I won’t spoil it for you, but when you figure it out, you’ll never look at the subject quite the same…

Unless you’ve been living under a rock, you’ve heard the nicely alliterated “Culture of Corruption” in casual conversation. To be sure, the GOP did plenty to deserve this moniker on a national level. Indeed, by 3,562 votes Montanans visited the sins of the Party on Senator Conrad Burns.
Montana always bucks the national trends. Culture of Corruption, while somewhat appropriate in the face of national scandals. was misappropriated to describe the Montana GOP. Conrad Burns was exonerated. Outside the court of public opinion, he didn’t do anything wrong.

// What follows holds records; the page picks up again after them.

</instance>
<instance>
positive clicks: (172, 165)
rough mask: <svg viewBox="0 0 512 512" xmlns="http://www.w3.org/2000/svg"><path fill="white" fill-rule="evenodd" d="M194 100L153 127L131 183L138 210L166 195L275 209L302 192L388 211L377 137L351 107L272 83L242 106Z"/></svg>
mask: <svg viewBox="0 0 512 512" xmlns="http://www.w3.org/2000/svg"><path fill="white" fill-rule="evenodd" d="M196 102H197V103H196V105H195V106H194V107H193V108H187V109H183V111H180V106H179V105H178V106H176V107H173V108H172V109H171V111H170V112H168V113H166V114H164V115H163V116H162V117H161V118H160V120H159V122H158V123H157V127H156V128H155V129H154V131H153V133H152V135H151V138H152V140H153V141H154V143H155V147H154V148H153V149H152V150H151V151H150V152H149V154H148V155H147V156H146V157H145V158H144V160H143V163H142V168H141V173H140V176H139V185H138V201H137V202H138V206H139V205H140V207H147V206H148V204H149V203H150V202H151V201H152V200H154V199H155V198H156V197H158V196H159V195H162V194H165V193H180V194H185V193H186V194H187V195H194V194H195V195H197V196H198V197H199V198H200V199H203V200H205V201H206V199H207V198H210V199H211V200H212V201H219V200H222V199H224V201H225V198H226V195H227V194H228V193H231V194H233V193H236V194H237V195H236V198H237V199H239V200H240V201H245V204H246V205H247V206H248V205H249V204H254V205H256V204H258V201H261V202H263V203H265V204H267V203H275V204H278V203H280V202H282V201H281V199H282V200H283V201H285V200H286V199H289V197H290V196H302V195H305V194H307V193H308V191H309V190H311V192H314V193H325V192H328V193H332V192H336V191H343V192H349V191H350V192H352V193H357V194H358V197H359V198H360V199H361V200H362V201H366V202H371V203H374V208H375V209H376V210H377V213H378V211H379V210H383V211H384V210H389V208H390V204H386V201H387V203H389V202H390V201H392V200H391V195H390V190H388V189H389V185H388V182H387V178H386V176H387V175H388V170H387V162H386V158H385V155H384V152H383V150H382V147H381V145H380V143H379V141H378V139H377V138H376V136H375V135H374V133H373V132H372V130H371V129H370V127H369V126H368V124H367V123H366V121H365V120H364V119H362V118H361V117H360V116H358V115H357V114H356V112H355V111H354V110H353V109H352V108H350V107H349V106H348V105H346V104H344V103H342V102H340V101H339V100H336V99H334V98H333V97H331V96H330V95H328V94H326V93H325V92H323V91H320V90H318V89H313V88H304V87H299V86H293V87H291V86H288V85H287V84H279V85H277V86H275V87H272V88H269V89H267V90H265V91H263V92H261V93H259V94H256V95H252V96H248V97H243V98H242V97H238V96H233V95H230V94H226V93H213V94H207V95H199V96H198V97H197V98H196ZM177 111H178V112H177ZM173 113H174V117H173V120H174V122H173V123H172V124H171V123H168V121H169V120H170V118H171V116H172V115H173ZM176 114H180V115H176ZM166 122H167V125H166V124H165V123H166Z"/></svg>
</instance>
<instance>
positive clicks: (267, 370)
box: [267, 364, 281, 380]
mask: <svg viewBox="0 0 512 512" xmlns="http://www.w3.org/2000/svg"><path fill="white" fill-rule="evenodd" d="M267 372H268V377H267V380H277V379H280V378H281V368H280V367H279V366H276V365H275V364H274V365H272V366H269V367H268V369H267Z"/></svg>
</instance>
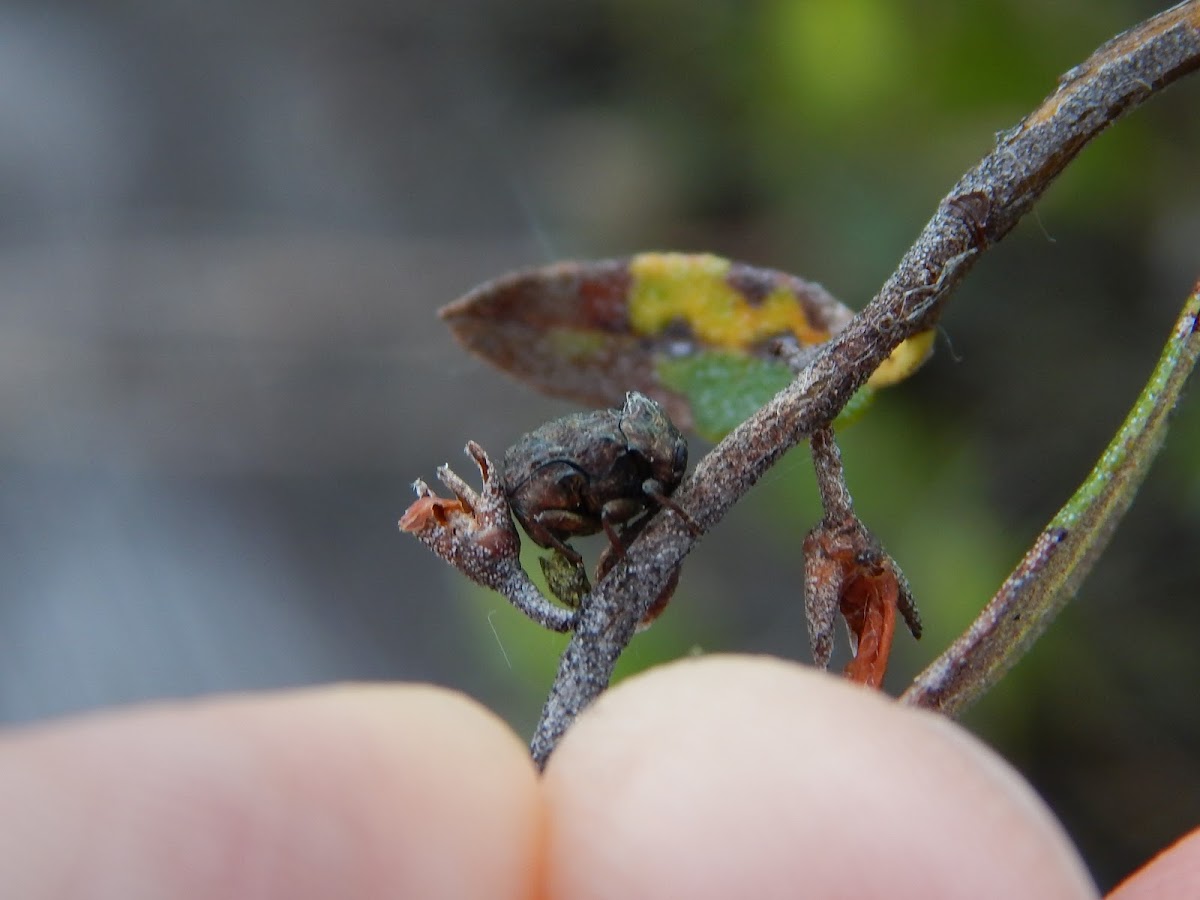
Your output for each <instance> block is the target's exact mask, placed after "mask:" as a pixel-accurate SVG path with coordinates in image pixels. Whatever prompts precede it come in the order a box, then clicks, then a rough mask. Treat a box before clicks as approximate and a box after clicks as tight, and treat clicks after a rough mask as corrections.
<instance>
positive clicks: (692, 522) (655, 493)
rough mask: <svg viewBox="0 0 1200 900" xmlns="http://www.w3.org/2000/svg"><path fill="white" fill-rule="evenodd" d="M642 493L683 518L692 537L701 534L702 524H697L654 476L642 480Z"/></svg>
mask: <svg viewBox="0 0 1200 900" xmlns="http://www.w3.org/2000/svg"><path fill="white" fill-rule="evenodd" d="M642 493H644V494H646V496H647V497H653V498H654V502H655V503H658V504H659V505H660V506H666V508H667V509H668V510H671V511H672V512H674V514H676V515H677V516H679V518H682V520H683V523H684V526H686V528H688V530H689V532H691V536H692V538H698V536H700V534H701V532H700V526H698V524H696V522H695V520H694V518H692V517H691V516H689V515H688V514H686V512H685V511H684V509H683V506H680V505H679V504H678V503H676V502H674V500H672V499H671V498H670V497H668V496H667V494H666V493H665V492H664V491H662V485H661V484H659V482H658V481H655V480H654V479H653V478H648V479H646V481H643V482H642Z"/></svg>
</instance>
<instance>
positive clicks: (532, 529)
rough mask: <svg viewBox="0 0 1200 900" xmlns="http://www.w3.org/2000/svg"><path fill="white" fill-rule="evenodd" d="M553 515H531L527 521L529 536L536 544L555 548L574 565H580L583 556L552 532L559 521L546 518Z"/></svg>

Interestingly enough, in the 2006 Montana Senate election cycle, only the Democrat candidates broke the law. Senator Jon Tester and John Morrison, in the early days of his campaign, broke Montana law by enlisting the help of robots to call Montanans to ask them for money. Turns out those robo-calls are as illegal as they are annoying.
Now, I’d be willing to write this off as a simple mistake perpetuated by a fledgling campaign, but for the fact that Tester later justified his action as if he hadn’t done anything wrong.
Both candidates admitted Thursday they were using message systems. And both said they were doing so because they believe the law banning them is unconstitutional.
“It’s a free speech issue,” said Tester, who also is president of the Montana Senate.
That’s not a person’s decision to make, said Chuck Denowh, executive director of the Montana Republican Party. You may think the speed limit is unconstitutional, but that doesn’t give you the right to break it.
“It’s the law,” he said. “They should follow the law, and you should respect the law.”
Now, yes, this happened years ago, and before anyone accuses me of resurrecting old skeletons for no reason, I do so for a larger point. The Culture of Corruption tag that was so effectively attached to the national GOP in 2006 ought to find itself a comfortable home right here with the Montana Democrats. Their candidates - their leaders - have only as much respect for the rule of law - laws that they pass - as they expect there to be political fallout for breaking them.
Are there aliens? I don’t know. But neither does anyone else. So I have to take exception to Carter over at The Hardliner for taking AG Candidate Lee Bruner to the wood-shed for contributing a small portion of his unused computing capability to SETI. Certainly putting this on par with a candidate who wants to abolish the U.S. Constitution and another one with a federal warrant for his arrest is going a bit too far. What Lee is doing is actually kind of cool… in a very nerdy way.
Yeah, I like me some sci-fi. I grew up with Star Trek: The Next Generation, Ender’s Game is one of my favorite books and I currently can’t get enough of Stargate: Atlantis. I like sci-fi because it unleashes the imagination to give real science direction. Clamshell cell phones existed in the 1960s and they were called Communicators.